Hacker News new | past | comments | ask | show | jobs | submit login
Building Analytics at 500px (medium.com/samson_hu)
173 points by emre on June 22, 2015 | hide | past | favorite | 42 comments

A free (as in speech and beer) alternative to Periscopre.io would be http://redash.io. You’ll have to host it yourself, but it supports more than just SQL, and is centered around the idea of sharing queries, not reports, which helps shifts the discussion from “how did you get those numbers” to “what do those numbers mean”.

re:dash author here if anyone has any questions.

Our company (EverythingMe) had a very similar journey to the one Samson describes (Splunk, MySQL, logs, ... -> Redshift). At the time Persicope wasn't there (or we didn't find it), so we built re:dash instead.

It also has a nice forking model that lets you take other people's work and extend it for your needs, which is super useful if like me you're not part of the analytics team and don't remember the structure of the analytics tables by heart. You just take a report that resembles what you want, and fork it.

Airflow by airbnb is a nice alternative to luigi. We've been using it for our ETL and it's been working greatly so far. http://airbnb.io/projects/airflow/

Can you write a little more about your evaluation of the two?

We've been using the python celery task queue library to coordinate python ETL-esque jobs, but as our setup gets more heterogenous language and job wise we're looking for something built more explicitly for the purpose. Luigi and Airflow are both contenders.

I think Luigi doesn't have a central scheduler which allows you to run tasks hourly/daily. In the docs it suggests that you can use cron to trigger tasks periodically. This was the major reason why we didn't pick Luigi. Airflow provides that capability and also has a nice UI where you can manage the DAGs (visualize the task instances, set task states, etc). It's a young project and the codebase is clean and easy to understand. Airbnb is also actively developing on it as far as I know.

Thank you for your response!

One of the major difference is how tasks are defined. In Luigi, you have to derive a base task class to create a task. In Airflow you instantiate a task by calling an operator (you can think of an operator as a task factory). If generating tasks dynamically is important to you, Airflow is a better option in that regard since you'd have to do meta-programming on the Luigi side.

Data engineering is moving in a direction where pipelines are generated dynamically. "Analysis automation", "analytics as a service", "ETL frameworks" require dynamic pipeline generation. Providing services around aggregation, A/B testing and experimentation, anomaly detection and cohort analysis require metadata-driven pipeline generation.

Airflow is also more state aware where the job dependencies are kept of for every run independently and stored in the Airflow metadata database. The fact that this metadata is handled by Airflow makes it much easier to say- rerun a task and every downstream tasks from it for a date range. You can perform very precise surgery on false positive/ false negative and rerun sub sections of workflow in time easily.

I'm not sure if this would fit your needs yet, but Pachyderm.io might be interesting if language agnostic is meaningful to you and you're using containers. Disclosure: I'm one of the founders and we don't have any of the UI features of Luigi or Airflow yet.

One of my main takeaways from this article is that there is no such thing as easy analytics. In particular, you have to put though and energy into designing your analytics data stores and your ETL process.

It's a bit of a relief to see this after wondering why I've been unable to find an analytics solution that felt complete.

For anyone setting up a similar system, our product https://fivetran.com automates the most annoying part of this: getting the data into Redshift! We support MySQL, Postgres, Salesforce, and lots of other data sources.
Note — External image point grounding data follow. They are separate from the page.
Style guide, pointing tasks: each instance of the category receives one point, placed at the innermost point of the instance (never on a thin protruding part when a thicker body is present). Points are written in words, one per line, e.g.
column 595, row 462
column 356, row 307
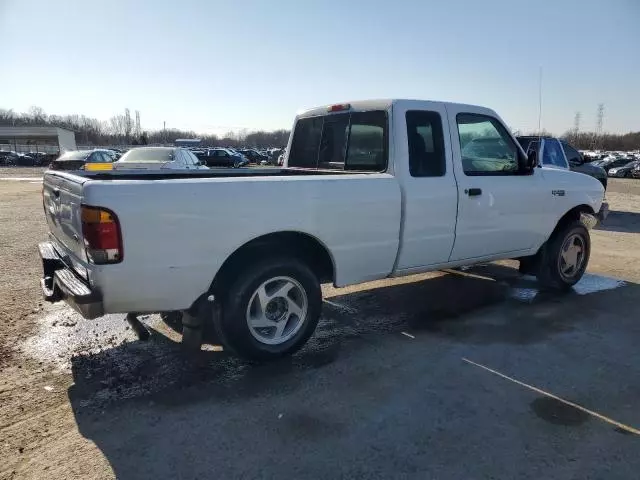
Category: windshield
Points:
column 487, row 148
column 80, row 155
column 155, row 154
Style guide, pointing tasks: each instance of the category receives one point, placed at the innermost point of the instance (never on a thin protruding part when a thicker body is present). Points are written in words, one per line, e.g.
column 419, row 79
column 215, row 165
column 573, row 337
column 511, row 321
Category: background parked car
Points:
column 158, row 158
column 556, row 153
column 613, row 162
column 254, row 156
column 624, row 171
column 223, row 157
column 83, row 159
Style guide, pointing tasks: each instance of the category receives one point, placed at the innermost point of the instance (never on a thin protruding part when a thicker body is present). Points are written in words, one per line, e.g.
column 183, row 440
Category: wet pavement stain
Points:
column 108, row 363
column 557, row 412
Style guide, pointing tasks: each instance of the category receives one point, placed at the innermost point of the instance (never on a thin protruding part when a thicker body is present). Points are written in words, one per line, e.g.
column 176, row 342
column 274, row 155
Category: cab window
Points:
column 341, row 141
column 486, row 147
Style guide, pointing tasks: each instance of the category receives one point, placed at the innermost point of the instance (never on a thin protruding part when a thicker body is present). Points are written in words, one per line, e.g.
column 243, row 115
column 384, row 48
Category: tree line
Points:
column 605, row 141
column 121, row 130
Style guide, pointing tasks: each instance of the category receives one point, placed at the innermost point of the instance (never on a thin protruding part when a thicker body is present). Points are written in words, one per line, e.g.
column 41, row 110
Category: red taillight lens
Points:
column 102, row 236
column 339, row 108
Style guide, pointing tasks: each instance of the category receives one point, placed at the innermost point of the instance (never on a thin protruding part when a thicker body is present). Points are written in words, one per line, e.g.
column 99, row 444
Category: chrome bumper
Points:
column 59, row 282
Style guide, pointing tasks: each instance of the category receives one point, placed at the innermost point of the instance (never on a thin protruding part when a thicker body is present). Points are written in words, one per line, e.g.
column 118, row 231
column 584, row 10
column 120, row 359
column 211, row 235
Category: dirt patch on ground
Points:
column 34, row 405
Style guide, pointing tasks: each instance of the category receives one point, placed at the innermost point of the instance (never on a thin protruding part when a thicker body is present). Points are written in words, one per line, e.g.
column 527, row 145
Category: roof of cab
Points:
column 380, row 104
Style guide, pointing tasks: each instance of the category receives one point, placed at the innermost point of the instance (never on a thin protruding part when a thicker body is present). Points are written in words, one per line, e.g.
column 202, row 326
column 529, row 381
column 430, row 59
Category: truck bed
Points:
column 211, row 173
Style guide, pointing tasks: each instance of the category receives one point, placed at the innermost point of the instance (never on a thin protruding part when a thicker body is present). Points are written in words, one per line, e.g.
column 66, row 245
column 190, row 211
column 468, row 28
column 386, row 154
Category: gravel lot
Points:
column 393, row 385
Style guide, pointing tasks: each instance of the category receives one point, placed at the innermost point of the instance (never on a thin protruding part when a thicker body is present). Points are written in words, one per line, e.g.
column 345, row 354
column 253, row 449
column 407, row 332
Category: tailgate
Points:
column 62, row 197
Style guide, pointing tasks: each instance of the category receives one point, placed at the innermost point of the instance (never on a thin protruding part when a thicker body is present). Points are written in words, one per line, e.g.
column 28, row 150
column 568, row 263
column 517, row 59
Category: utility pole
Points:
column 540, row 102
column 576, row 127
column 597, row 134
column 576, row 123
column 138, row 132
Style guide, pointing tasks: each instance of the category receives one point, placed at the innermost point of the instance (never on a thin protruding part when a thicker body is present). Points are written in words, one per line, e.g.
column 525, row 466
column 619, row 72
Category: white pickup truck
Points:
column 369, row 190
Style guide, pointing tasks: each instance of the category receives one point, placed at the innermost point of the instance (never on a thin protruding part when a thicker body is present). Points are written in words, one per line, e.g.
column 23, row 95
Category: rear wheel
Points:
column 564, row 258
column 270, row 310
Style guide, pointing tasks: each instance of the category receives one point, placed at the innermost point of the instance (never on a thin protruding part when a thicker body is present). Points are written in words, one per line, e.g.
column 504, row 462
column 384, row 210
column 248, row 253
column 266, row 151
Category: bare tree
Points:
column 128, row 125
column 37, row 114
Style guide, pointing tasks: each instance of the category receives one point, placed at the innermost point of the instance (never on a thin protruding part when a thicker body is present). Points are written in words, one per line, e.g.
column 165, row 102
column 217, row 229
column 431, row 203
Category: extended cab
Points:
column 369, row 190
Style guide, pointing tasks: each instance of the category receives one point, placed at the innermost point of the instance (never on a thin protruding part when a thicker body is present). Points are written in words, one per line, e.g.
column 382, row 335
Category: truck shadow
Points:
column 618, row 221
column 133, row 401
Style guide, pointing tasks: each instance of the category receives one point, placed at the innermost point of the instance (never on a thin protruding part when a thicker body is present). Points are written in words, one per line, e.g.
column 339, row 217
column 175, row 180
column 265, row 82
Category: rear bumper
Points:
column 59, row 282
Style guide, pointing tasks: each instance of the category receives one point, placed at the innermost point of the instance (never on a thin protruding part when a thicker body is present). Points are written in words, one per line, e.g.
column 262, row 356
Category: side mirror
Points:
column 532, row 160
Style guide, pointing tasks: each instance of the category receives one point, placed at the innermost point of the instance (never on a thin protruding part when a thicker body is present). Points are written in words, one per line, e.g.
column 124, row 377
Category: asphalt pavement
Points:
column 463, row 375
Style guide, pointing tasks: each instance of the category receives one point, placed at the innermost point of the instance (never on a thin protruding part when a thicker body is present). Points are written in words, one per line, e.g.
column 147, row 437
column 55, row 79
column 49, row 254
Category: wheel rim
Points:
column 277, row 310
column 572, row 256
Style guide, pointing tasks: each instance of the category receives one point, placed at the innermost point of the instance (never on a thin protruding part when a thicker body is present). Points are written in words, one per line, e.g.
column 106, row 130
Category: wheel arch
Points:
column 291, row 243
column 571, row 216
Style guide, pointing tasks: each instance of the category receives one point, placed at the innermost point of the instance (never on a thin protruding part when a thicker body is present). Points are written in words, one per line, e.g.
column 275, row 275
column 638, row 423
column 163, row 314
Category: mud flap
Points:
column 588, row 220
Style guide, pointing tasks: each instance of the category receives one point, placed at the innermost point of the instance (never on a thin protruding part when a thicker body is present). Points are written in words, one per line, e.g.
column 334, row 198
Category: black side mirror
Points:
column 532, row 160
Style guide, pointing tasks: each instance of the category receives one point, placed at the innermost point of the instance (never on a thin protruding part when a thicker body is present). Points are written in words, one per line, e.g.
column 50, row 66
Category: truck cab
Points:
column 369, row 190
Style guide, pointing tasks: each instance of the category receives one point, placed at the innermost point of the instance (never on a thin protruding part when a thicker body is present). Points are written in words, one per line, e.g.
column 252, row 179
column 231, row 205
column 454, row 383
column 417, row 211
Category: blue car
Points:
column 222, row 157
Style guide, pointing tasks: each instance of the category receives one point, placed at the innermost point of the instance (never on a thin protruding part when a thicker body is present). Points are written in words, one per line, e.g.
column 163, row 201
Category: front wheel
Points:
column 270, row 310
column 564, row 258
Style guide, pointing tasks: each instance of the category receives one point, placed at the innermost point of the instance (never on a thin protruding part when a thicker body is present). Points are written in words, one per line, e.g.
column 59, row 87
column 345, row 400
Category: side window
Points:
column 341, row 141
column 487, row 148
column 334, row 136
column 194, row 160
column 573, row 156
column 306, row 141
column 552, row 154
column 426, row 144
column 367, row 143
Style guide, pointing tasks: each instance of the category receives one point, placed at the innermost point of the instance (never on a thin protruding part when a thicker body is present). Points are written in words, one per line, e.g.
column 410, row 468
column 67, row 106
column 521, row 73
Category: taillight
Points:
column 102, row 236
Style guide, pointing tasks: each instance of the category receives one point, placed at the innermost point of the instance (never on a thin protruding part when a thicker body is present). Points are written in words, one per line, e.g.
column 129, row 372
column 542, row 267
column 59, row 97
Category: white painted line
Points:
column 608, row 420
column 341, row 307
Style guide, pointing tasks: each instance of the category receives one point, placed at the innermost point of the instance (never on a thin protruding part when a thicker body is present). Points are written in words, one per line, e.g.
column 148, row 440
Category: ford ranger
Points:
column 368, row 190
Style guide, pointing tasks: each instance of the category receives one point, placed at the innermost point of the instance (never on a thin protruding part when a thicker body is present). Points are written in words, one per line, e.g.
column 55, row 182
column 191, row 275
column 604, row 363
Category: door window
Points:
column 486, row 147
column 426, row 144
column 552, row 154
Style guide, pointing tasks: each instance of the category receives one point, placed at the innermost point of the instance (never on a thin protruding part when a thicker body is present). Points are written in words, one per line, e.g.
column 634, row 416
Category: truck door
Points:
column 429, row 195
column 500, row 209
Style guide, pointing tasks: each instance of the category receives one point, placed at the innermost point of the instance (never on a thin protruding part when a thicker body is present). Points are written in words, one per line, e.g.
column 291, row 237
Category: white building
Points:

yeaaaaaahh but is that really the most annoying? dimensional modeling, getting all the joins right, scripting all the transforms (the T in ETL) is pretty annoying. Getting data into redshift is like, just the beginning. Not to mention, skips the transform part, at least.

Sorry if I'm getting this mixed up.

Snowplow is shown on your pricing page. Doesn't Snowplow already connect directly with Redshift? Or was Fivetran built before Snowplow finished their new setup?

Yes this is a common point of confusion. There are three options:

1. Run your own Snowplow collector that writes to your Redshift. 2. Use Snowplow Inc's hosted collector that writes into your Redshift. 3. Use Fivetran's Snowplow collector that writes to your Redshift.

We have customers running each of these configurations. In the case of #1 & 2, they're just using us to sync other data into the same Redshift cluster as their snowplow collector.

Side note - you have caching disabled on the html, css and images of the site, any reason why?

How do you deal with events with varying schema?

Assume that any one event type has a consistent schema and create a separate table with the custom properties for each event type.

Great post.

I didn't have this to read several months ago so I did end up writing my own ETL solution. It has been fun though and now we're into the analytics phase and using Chart.io - did you compare that to Periscope? It's a tad pricey but the charts are pretty easy to generate using their query builder if you don't want to get dirty with SQL (or have team members who don't have SQL skills yet).

I do think that rolling your own ETL can be rewarding though - especially if you are wrapping each attempt at an ETL process in a class and storing long term data about the monthly/daily/hourly/irregular processes for internal analysis, forecasting, bug-reporting, and providing fodder for visuals to sell the rest of the team on what you're doing.

Little bit more about luigi would be handy .. I believe same can be achieved using Pentaho Kettle as that has a complete workflow structure and its Opensource as well .. however any more examples or use cases of luigi?

This seems to echo something I said in another thread; the hackers are further away from their users:

Even for technical people, having access to analytics is helpful. Being informed about product metrics helps developers see the ‘why’ behind their work — a key ingredient to high performance

You mean that the technical people who actually implement the software are so alienated from their users that they have to wait for a royal decree to spur them to work?

I wonder how few of their ideas flow back up to the top.

I like the article; it's nice to see one use case of ETL. Too often people directly hit the production database to get reports instead of ETLing into a read-only db that won't affect site performance.

Is there a good guide to getting started using logfiles as the basis for analytics? Best practices on using client vs server-side signals (and if both, not double-counting), etc. I'm interested in learning more about it, but a google search doesn't turn up anything relevant. Snowplow seems to be using a setup like this, but not sure how they'd fit in with what the author was discussing.

I'm using Django, but I imagine this kind of system would be mostly platform-agnostic.

How much of this could be accomplished using something like Mixpanel? Honestly curious.

I know a true ETL solution like this will be more powerful and flexible, but how do you decide when it's worth the investment? Are there key use-cases or reports that only this type of solution can provide? Is the main issue with external analytics (like Mixpanel) that you need to know what data to collect before you can report on it?

MixPanel is nice, but its support for multiple sources of data is not very good. You can slice and dice events, but if you want to join that to your user database, things get awkward/not-possible pretty quickly.

The 2nd thing is that MixPanel is write-once, read-forever. aka if you misspell something or change definitions you end up in a bad place. These ETL processes are much more capable of adapting and normalizing a schema over time.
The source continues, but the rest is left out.